Il ricorso è infondato. A proposito del primo motivo, va infatti ribadito che l’art. 103 c.p.p., nel vietare le intercettazioni delle conversazioni o comunicazioni dei difensori, riguarda l’attività captativa in danno del difensore in quanto tale ed ha dunque ad oggetto le sole conversazioni o comunicazioni -individuabili, ai fini della loro inutilizzabilità, a seguito di una verifica postuma – inerenti l’esercizio delle funzioni del suo ufficio, senza estendersi, dunque, ad ogni altra conversazione che si svolga nel suo ufficio o domicilio. La garanzia sancita dalla norma di cui innanzi si è detto non si traduce, infatti, in un divieto assoluto di conoscenza ex ante, come se il legale godesse di un ambito di immunità assoluta o di un privilegio di categoria, ma implica una verifica successiva del rispetto dei relativi limiti, la cui violazione comporta la inutilizzabilità delle risultanze dell’ascolto non consentito, ai sensi dell’art. 103, comma 7, e la distruzione della relativa documentazione, a norma dell’art. 271 c.p.p., richiamato dallo stesso art. 103 c.p.p., comma 7 (Cass., Sez. 6, 3 giugno 2008, Gagliardi; Cass., Sez. 6, 4 luglio 2006, Spahija;

Cass., Sez. 6, 4 maggio 2005, Assinnata). Ciò vale, a fortiori, nelle ipotesi in cui – come deduce lo stesso ricorrente – il risalto della conversazione sia limitato alla semplice identificazione della persona dell’indagato. Quanto alla doglianza relativa alla trasmissione degli atti mediante l’invio di un supporto informatico, questa Corte ha già avuto modo di affermare che la facoltà del difensore di esaminare gli atti trasmessi al tribunale del riesame, ed estrarne copia, comprende, nei casi in cui gli atti trasmessi siano contenuti in un CD-rom, il diritto di chiedere ed ottenere che sia messo a disposizione uno strumento con il quale consultare, nella cancelleria del giudice, gli atti in questione, nonchè quello di estrarne copia (Cass., Sez. 4, 26 gennaio 2010, Laci).

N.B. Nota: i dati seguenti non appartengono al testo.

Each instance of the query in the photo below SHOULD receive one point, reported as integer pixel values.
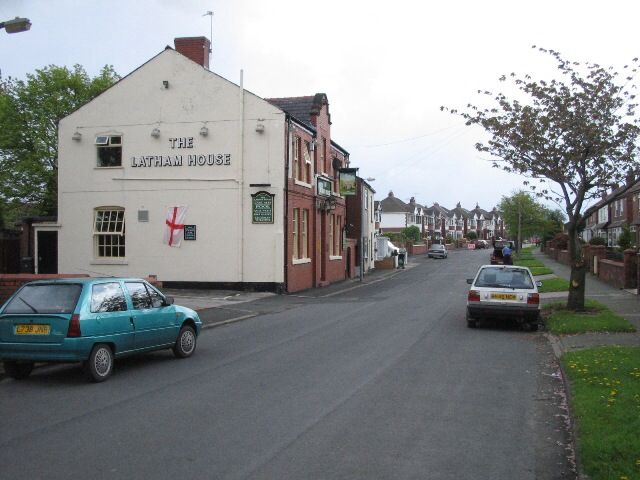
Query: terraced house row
(620, 208)
(437, 222)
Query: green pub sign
(262, 207)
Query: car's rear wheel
(18, 370)
(99, 367)
(186, 342)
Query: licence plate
(503, 296)
(32, 329)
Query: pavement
(625, 303)
(221, 307)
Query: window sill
(109, 261)
(302, 184)
(301, 261)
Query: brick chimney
(195, 48)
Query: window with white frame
(618, 208)
(109, 232)
(603, 214)
(109, 150)
(304, 233)
(295, 232)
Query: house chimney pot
(194, 48)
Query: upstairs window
(109, 150)
(108, 233)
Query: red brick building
(316, 213)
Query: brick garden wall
(611, 272)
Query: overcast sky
(386, 67)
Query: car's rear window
(48, 298)
(504, 277)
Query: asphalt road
(380, 382)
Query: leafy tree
(412, 234)
(29, 114)
(576, 136)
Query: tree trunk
(578, 271)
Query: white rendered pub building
(177, 172)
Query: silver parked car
(504, 292)
(437, 250)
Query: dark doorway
(47, 252)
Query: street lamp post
(16, 25)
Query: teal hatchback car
(93, 321)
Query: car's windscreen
(507, 278)
(60, 298)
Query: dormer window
(109, 150)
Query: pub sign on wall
(262, 207)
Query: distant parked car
(437, 250)
(93, 321)
(496, 255)
(504, 292)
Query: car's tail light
(74, 326)
(533, 299)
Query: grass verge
(540, 270)
(596, 318)
(554, 285)
(605, 402)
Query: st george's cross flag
(174, 231)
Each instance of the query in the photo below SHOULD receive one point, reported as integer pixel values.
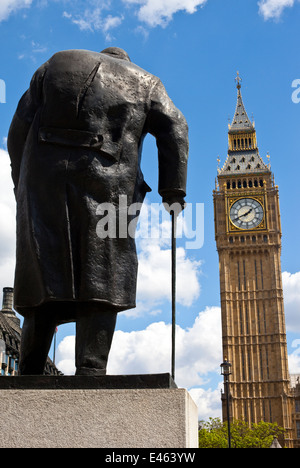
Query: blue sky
(196, 48)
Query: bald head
(116, 52)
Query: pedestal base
(96, 417)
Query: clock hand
(245, 214)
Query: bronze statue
(75, 143)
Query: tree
(213, 434)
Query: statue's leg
(37, 334)
(94, 333)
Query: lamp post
(226, 371)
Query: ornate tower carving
(248, 237)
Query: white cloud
(291, 290)
(198, 350)
(208, 402)
(272, 9)
(148, 351)
(9, 6)
(160, 12)
(7, 222)
(294, 358)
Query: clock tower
(248, 238)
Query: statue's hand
(174, 203)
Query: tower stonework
(248, 238)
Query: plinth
(137, 411)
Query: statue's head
(117, 53)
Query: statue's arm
(168, 125)
(22, 120)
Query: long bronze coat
(75, 143)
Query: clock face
(246, 213)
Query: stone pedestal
(63, 415)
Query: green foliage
(214, 434)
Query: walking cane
(173, 215)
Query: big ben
(248, 238)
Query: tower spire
(238, 80)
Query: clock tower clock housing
(248, 238)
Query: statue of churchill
(75, 142)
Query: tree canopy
(214, 434)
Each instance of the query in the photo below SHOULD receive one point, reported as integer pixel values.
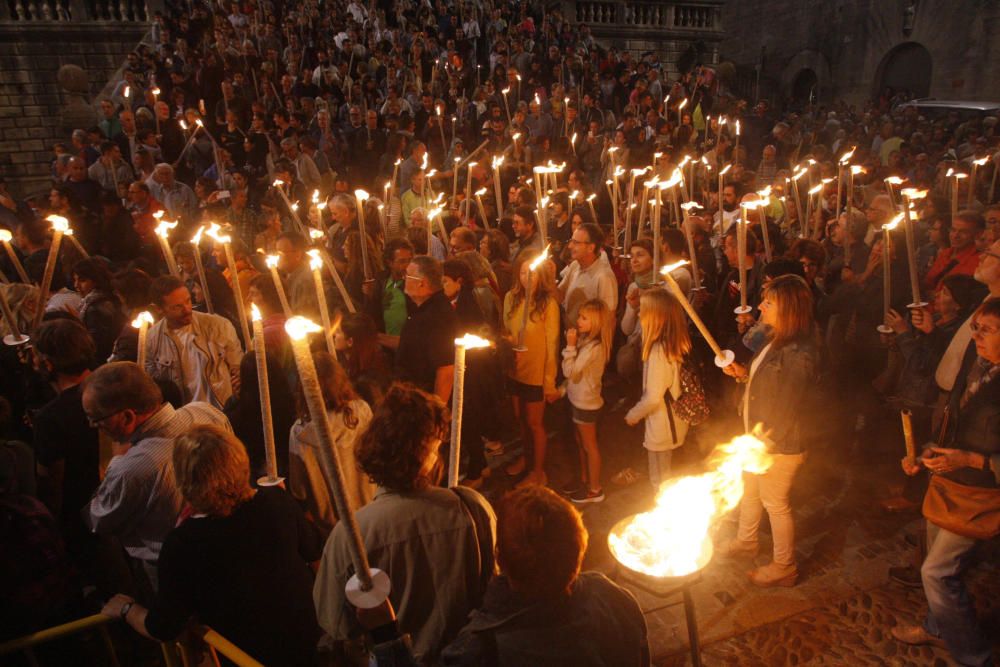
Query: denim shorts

D’altra parte, poichè la disciplina codicistica non impone al pubblico ministero di presentare al giudice, in sede di richiesta di applicazione della misura cautelare, l’originale degli atti da cui sono tratti gli elementi da porre a base del provvedimento applicativo, e poichè, anzi, a norma dell’art. 100 disp. att. c.p.p., in caso di impugnazione de libertate, la autorità procedente deve trasmettere al giudice della impugnazione gli atti occorrenti "in originale o in copia", se ne deve dedurre che la relativa copia ben possa essere "formata" non soltanto attraverso il tradizionale strumento cartacee, ma anche mediante la assai più funzionale trasposizione su un supporto informatico, agevolmente consultabile e suscettibile di pronta riproduzione, tanto visiva che cartolare.

Quanto alla doglianza relativa al presupposto della gravità indiziaria, le censure si limitano ad una generica contestazione dei presupposti di legge, del tutto priva del carattere della specificità, e per di più fortemente orientata a sollecitare un improprio riesame del merito, palesemente precluso a questa Corte.

Il ricorso deve pertanto essere rigettato, con la conseguente condanna del ricorrente al pagamento delle spese processuali.
P.Q.M.

Rigetta il ricorso e condanna il ricorrente al pagamento delle spese processuali. Manda alla Cancelleria per gli adempimenti di cui all’art. 94 disp. att. c.p.p., comma 1-ter.

Testo non ufficiale. La sola stampa del bollettino ufficiale ha carattere legale.